Our office is fully committed to compliance with the Health Insurance Portability and Accountability
Act (HIPAA) guidelines.  Please review the following carefully.
Privacy values

  1. Our  office  will  use  and  disclose  the  minimum  necessary  amount  of  your  personal  health
    information   (P.H.I)   for   purpose   of   treatment,   meaning   the   provision,   coordination,
    management of your health care and related services.  For instance, we will use and disclose
    your  health  information  to  coordinate  benefits  with  a  third  party  payer  or  for  consultation
    between our office and a specialist if required for your care.
  2. Our office will use and disclose the minimum necessary amount of P.H.I. to obtain payment
    for  services  rendered.    Our  office  may  share  the  information  of  services  rendered  with  your
    insurer for the purposes of reimbursements.
  3. Our  office  may  use  and  disclose  the  minimum  necessary  amount  of  P.H.I  to  appropriate
    Public Health or government authorities for reasons such as, but not limited to, preventing or
    controlling  disease,  injury,  or  child  abuse  and  neglect.    Our  office  may  use  your  minimum
    necessary  amount  of  your  P.H.I  to  the  extent  necessary  to  inform  appropriate  government
    authorities if we reasonably believe you to be a victim of abuse, neglect or domestic violence.
  4. Our  office  may  use  or  disclose  the  minimum  necessary  amount  of  your  P.H.I.  to  a  health
    oversight  agency  for  oversight  activities  authorized  by  law,  such  as  for,  but  not  limited  to
    audits.
  5. Our office may use or disclose the minimum necessary amount of your P.H.I. in the course of
    any judicial or administrative proceeding if required by law to do so.  We may use or disclose
    your minimum necessary amount of your P.H.I to law enforcement agency if required by law
    to do so.
  6. Our office may use or disclose the minimum necessary amount of your P.H.I. to a coroner or
    medical  examiner  for  the  purpose  of  identifying  a  deceased  person,  determining  a  cause  of
    death or another matter authorized by law, or to funeral directors to carry out their duties with
    respect to the deceased.
  7. Our  office  will  transfer  all  of  your  information  to  Corporate  Health  in  cases  of  work-related
    injuries.
  8. Our  office  may  use  or  disclose  the  minimum  necessary  amount  of  your  P.H.I.  for  an
    investigation  by  the  United  States  Department  of  Health  and  Human  Services  Secretary  to
    determine if our office is in compliance with the HIPAA privacy regulation that requires us to
    protect your individually identifiable health information.
  9. Our  office  will  obtain  written  authorization  from  you  if  we  would  like  to  use  your  P.H.I.  for
    marketing purposes.  You have the right to revoke and authorization as long as you do so in
    writing.
  10. Our office will use and disclose the minimum necessary amount of your P.H.I. that is directly
    relevant  to  involvement  of  a  family  member,  other  relative,  or  a  close  personal  friend  or
    someone identified.  Such uses and disclosures will be made only with your permission if you
    are present, unless you are incapacitated or there is an emergency circumstance where our
    office must exercise professional judgment.
  11. Our office will use and disclose the minimum necessary amount of your P.H.I. for health care
    operations  such  as  business  planning,  auditing,  and  development  that  involves  conducting
    cost  management  and  planning  related  analysis  related  to  managing,  operating  the  entity
    including   formulary   development   and   administration,   development   or   improvement   of
    methods of payments or coverage policies.  It may be done without your written authorization.
  12. Our  office  may  use  or  disclose  the  minimum  necessary  amount  of  your  P.H.I.  if  we  believe
    doing  so  is  necessary  to  prevent  or  lessen  a  serious  and  imminent  threat  to  the  health  or
    safety of a person or the public and other specific circumstances.

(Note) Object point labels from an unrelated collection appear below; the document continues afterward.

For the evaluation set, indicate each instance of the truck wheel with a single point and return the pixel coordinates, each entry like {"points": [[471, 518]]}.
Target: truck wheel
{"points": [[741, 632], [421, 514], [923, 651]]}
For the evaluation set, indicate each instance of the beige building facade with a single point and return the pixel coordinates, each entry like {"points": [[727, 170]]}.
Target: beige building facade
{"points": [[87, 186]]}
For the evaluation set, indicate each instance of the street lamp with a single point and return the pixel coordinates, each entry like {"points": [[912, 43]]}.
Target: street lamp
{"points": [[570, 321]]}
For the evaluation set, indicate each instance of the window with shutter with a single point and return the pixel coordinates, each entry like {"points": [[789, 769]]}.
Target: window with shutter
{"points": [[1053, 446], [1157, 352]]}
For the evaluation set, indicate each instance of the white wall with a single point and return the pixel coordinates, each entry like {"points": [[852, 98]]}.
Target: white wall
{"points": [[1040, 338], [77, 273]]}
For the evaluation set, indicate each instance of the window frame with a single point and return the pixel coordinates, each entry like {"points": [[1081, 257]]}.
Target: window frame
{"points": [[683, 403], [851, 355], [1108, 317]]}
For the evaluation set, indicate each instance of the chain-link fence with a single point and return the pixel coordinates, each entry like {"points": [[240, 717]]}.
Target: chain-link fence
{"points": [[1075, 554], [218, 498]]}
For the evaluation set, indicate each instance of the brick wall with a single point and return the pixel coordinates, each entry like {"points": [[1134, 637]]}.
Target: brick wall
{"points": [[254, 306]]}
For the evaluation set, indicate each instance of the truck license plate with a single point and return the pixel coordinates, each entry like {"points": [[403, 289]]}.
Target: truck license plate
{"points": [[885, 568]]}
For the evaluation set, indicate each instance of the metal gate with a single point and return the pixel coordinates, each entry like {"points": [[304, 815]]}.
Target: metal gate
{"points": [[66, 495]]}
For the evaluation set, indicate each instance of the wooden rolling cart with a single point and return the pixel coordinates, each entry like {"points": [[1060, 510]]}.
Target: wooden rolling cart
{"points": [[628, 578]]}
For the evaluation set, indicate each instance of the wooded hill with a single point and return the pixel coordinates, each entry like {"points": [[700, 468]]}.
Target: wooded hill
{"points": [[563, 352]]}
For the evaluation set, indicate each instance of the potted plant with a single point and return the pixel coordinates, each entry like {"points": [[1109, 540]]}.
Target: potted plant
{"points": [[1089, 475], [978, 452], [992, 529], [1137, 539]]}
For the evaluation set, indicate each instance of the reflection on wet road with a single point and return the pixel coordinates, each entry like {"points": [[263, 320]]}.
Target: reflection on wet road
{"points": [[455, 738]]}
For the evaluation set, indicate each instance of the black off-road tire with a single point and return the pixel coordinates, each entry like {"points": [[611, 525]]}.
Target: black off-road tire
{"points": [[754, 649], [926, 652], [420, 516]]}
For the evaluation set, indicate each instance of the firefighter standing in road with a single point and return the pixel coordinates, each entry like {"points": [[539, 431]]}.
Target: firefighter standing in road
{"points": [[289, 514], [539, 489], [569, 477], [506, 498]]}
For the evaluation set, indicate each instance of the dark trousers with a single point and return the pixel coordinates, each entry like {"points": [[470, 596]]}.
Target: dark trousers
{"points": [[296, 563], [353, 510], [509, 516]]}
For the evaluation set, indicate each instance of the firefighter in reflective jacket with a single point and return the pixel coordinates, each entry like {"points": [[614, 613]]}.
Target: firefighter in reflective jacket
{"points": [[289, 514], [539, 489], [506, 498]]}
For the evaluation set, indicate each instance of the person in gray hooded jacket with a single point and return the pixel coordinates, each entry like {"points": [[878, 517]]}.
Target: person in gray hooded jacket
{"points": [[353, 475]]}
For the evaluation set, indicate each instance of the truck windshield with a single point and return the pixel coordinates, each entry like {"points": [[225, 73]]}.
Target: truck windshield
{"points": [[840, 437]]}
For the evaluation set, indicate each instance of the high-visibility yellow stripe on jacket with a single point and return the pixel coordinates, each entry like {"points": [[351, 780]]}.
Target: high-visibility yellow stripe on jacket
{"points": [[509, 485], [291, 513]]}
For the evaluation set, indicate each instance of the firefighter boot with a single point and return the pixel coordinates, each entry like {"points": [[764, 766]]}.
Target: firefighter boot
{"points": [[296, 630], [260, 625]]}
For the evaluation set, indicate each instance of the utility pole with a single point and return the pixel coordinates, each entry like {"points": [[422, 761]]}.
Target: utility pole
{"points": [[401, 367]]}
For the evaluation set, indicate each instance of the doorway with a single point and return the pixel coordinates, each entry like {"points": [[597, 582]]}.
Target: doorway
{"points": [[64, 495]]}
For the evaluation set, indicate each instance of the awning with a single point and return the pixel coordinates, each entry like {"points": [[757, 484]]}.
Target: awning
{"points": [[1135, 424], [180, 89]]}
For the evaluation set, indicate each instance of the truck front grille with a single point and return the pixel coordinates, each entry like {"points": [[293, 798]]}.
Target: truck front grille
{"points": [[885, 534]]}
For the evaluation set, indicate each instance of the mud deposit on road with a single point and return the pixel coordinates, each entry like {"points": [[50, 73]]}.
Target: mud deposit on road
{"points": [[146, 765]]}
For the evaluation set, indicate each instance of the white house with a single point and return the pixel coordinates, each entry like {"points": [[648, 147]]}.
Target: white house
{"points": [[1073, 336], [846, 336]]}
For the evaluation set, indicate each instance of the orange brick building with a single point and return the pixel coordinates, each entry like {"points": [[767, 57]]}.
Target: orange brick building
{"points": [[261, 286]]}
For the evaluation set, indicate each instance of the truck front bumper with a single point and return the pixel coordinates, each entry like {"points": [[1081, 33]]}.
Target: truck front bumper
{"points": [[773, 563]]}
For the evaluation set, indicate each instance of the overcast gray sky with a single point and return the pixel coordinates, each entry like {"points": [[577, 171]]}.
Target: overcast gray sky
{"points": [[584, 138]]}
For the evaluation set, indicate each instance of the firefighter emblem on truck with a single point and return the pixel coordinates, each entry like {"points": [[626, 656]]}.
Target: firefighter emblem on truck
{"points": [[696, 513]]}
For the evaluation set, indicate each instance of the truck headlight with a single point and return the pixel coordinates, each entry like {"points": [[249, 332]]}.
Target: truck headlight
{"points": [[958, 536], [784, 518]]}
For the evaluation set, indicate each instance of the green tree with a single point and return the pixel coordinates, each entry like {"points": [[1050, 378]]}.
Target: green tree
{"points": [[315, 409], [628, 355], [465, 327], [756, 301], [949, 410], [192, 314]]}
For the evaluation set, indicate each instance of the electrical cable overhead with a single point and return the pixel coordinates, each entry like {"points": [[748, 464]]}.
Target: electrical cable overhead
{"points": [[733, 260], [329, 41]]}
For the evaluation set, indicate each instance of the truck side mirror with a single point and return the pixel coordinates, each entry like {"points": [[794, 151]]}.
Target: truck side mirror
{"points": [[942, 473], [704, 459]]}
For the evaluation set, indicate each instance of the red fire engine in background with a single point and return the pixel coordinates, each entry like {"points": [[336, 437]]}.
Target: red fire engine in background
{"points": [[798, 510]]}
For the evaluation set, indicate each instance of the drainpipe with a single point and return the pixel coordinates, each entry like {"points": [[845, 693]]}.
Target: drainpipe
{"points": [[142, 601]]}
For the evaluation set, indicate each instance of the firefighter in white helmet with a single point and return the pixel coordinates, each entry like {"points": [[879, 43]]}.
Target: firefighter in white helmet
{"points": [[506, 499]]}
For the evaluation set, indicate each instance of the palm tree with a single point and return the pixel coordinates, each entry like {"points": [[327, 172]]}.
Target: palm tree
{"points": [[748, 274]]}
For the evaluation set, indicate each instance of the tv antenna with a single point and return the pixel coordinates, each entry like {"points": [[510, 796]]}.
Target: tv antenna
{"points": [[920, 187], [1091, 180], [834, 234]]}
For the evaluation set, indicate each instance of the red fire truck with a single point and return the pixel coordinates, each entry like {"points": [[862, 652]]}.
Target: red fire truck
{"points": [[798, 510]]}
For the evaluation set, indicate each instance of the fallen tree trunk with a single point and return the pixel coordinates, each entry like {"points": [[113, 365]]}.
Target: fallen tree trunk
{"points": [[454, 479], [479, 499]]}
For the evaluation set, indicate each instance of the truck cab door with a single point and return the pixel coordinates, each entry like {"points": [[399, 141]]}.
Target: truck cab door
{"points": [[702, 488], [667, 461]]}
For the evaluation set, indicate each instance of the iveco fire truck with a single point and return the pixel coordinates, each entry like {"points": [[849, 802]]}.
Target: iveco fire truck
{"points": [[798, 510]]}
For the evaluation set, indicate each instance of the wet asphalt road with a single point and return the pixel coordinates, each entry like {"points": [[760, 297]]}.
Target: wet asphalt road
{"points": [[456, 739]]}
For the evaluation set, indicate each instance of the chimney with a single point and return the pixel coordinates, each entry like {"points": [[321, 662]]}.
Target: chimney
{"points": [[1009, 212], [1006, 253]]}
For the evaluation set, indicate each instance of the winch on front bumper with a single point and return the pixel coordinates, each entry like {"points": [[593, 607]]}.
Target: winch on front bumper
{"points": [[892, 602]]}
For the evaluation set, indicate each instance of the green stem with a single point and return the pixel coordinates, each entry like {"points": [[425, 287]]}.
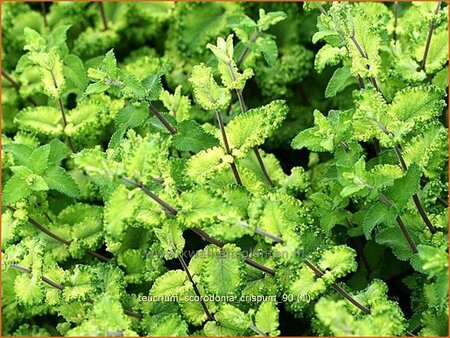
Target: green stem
{"points": [[220, 244], [49, 233], [44, 13], [16, 86], [162, 119], [246, 49], [243, 110], [62, 287], [400, 223], [172, 211], [338, 288], [429, 36], [166, 206], [103, 15], [257, 331], [63, 114], [262, 233], [395, 20], [227, 147], [196, 290]]}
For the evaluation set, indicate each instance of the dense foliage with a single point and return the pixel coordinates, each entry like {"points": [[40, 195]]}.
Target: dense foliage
{"points": [[224, 169]]}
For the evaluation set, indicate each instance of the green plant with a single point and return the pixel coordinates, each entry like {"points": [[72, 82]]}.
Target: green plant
{"points": [[140, 196]]}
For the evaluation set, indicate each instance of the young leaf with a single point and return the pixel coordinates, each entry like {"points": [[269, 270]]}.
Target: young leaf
{"points": [[266, 319], [192, 137], [223, 269], [58, 179], [340, 80], [252, 128]]}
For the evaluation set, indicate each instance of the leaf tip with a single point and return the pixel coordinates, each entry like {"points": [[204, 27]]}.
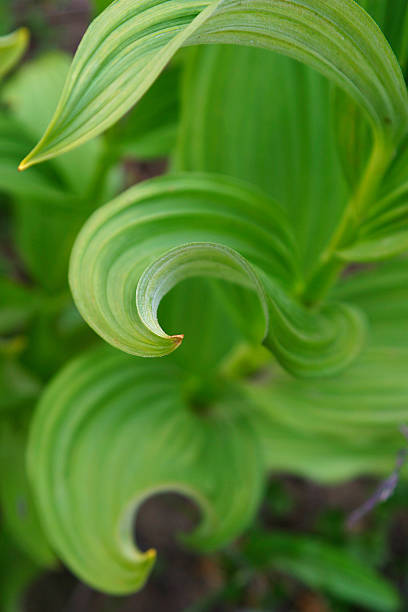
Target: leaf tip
{"points": [[151, 554], [177, 339]]}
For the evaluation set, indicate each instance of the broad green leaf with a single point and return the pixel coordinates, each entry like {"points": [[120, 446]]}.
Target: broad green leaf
{"points": [[323, 567], [169, 229], [12, 47], [367, 399], [338, 428], [278, 138], [110, 431], [378, 246], [382, 293], [129, 44], [351, 125], [384, 230], [392, 18], [19, 514]]}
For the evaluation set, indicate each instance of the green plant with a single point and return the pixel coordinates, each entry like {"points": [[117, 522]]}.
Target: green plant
{"points": [[286, 362]]}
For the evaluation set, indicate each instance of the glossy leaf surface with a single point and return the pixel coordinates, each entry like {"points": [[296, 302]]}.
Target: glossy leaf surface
{"points": [[134, 250], [136, 409], [122, 54], [12, 47]]}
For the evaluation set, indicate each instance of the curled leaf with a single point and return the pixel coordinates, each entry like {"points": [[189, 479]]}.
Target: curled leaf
{"points": [[129, 44], [134, 250], [112, 430]]}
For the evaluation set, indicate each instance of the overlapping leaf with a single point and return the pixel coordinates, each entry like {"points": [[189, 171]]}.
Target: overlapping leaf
{"points": [[278, 138], [129, 44], [112, 430], [135, 249]]}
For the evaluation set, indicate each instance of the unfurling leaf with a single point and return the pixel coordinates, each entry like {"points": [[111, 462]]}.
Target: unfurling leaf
{"points": [[130, 43], [12, 47], [112, 430], [136, 249]]}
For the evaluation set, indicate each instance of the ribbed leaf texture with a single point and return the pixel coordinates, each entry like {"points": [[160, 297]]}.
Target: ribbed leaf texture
{"points": [[129, 44], [12, 47], [112, 428]]}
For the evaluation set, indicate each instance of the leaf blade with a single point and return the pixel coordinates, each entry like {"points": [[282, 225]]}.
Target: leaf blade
{"points": [[121, 55]]}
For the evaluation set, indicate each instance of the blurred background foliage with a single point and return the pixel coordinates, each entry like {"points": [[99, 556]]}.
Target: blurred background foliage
{"points": [[317, 564]]}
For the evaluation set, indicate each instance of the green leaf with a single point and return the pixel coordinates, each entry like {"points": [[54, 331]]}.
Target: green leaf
{"points": [[17, 385], [169, 229], [16, 573], [278, 138], [32, 95], [112, 430], [18, 511], [377, 247], [17, 306], [129, 44], [351, 126], [42, 183], [322, 566], [12, 47], [150, 129], [382, 293]]}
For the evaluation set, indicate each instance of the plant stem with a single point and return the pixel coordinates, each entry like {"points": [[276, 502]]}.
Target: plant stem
{"points": [[330, 265]]}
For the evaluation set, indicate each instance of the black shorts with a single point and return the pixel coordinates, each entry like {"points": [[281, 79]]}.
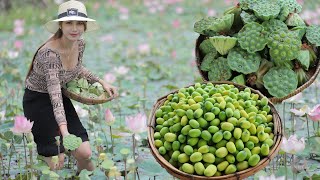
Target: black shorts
{"points": [[37, 107]]}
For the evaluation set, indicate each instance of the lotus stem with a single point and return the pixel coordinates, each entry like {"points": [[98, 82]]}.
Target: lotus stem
{"points": [[112, 142]]}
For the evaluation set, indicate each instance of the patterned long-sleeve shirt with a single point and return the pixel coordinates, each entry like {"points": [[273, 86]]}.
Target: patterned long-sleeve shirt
{"points": [[48, 76]]}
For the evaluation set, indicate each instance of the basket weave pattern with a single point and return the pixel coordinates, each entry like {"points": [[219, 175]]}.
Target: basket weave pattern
{"points": [[278, 133], [313, 73]]}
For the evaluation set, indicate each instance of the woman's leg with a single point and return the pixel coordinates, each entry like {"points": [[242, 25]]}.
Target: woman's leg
{"points": [[83, 157], [55, 166]]}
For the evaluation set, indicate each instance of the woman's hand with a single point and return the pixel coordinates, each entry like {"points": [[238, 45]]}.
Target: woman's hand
{"points": [[109, 88], [64, 130]]}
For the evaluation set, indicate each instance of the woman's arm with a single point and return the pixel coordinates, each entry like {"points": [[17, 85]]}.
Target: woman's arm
{"points": [[85, 73], [51, 69]]}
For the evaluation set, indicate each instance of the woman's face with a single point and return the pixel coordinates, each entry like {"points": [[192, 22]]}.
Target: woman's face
{"points": [[72, 30]]}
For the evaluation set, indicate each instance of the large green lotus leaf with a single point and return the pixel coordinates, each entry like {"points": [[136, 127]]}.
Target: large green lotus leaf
{"points": [[203, 26], [222, 24], [241, 61], [304, 59], [223, 43], [248, 17], [313, 34], [266, 10], [207, 62], [280, 81], [252, 37], [292, 5], [71, 142], [72, 83], [284, 46], [274, 25], [295, 20], [220, 70], [206, 47]]}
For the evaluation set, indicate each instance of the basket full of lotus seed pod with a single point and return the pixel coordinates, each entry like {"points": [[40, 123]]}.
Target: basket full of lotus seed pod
{"points": [[82, 91], [214, 130], [261, 44]]}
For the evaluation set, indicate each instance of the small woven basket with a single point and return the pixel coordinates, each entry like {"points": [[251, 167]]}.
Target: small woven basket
{"points": [[313, 73], [86, 100], [278, 133]]}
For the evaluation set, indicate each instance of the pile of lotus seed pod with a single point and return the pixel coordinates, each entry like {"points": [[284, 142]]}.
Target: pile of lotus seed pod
{"points": [[214, 130], [83, 88], [259, 43]]}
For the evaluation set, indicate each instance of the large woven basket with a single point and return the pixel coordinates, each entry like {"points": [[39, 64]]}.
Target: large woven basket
{"points": [[313, 73], [86, 100], [278, 133]]}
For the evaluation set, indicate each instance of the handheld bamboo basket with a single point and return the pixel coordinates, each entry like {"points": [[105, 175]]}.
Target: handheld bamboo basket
{"points": [[86, 100], [312, 73], [278, 134]]}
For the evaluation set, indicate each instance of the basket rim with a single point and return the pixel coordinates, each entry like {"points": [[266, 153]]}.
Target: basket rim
{"points": [[85, 100], [272, 99], [278, 134]]}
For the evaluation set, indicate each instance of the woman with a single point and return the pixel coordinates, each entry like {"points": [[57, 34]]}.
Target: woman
{"points": [[56, 62]]}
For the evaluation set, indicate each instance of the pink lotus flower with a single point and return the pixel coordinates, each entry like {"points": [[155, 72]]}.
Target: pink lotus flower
{"points": [[174, 54], [179, 10], [212, 12], [18, 27], [137, 123], [314, 114], [292, 145], [124, 13], [176, 23], [109, 117], [122, 70], [109, 78], [21, 125], [301, 112], [18, 44]]}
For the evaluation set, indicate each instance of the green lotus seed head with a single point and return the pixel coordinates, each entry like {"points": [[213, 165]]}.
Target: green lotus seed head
{"points": [[203, 25], [241, 61], [280, 81], [274, 25], [247, 17], [223, 43], [284, 46], [220, 71], [206, 47], [71, 142], [252, 37], [207, 62], [247, 4], [239, 79], [295, 20], [222, 24], [284, 13], [313, 34], [300, 31], [266, 10], [291, 5]]}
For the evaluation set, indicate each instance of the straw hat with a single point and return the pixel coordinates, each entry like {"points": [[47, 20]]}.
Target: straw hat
{"points": [[71, 11]]}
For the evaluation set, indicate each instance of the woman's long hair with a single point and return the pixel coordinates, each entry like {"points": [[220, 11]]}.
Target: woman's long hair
{"points": [[56, 35]]}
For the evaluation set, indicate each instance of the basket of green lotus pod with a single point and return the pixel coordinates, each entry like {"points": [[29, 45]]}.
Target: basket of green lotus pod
{"points": [[261, 44], [82, 91], [214, 130]]}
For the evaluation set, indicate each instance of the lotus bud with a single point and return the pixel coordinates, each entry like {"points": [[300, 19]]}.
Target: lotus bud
{"points": [[29, 137]]}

You have  the  right  to  inspect  or  obtain  a  copy  of  the  minimum  necessary  amount  of  your  P.H.I.
from our office.  Our office requires you to submit such requests in writing to our office management.
Our office must act on your request no later than five days after receipt of your request, unless P.H.I.
requested  is  not  maintained  or  accessible  to  our  office  on  site.    In  the  latter  case,  our  office  must
respond to your request within 15 days of your request:  you may be charged a processing fee of $25
or more.

Security of Records

  • Our office is in compliance with HIPAA guidelines as regards to maintaining security of our
    patients’ medical information and records.
  • All patients’ charts and P.H.I. are kept locked after the operating hours of business and cannot
    be accessed.
  • Patient information cannot be accessed on the computer after the operating hours.  During
    operating hours only free healthcare provider has access to that information.
  • All staff will refrain from discussing protected health information in lobby, elevators, corridors
    and public spaces.
  • P.H.I. will not be placed in public accessible places.
  • Chart to be placed face down on counters and face up backwards in the racks.

Compliance Assurance

All employees of Dix-Eureka MedCenter practice, including doctors, managers and other staff members
continually undergo training so that they may understand and comply with government rules and
regulations regarding the HIPAA with particular emphasis on “Privacy Rule.”  It is our policy to
properly determine appropriate uses of P.H.I. in accordance with the government rules, laws and
regulations.

Billing

Our office maintains our patients’ information and billing process in compliance with national
HIPAA standards.  Our billing company is HIPAA compliant.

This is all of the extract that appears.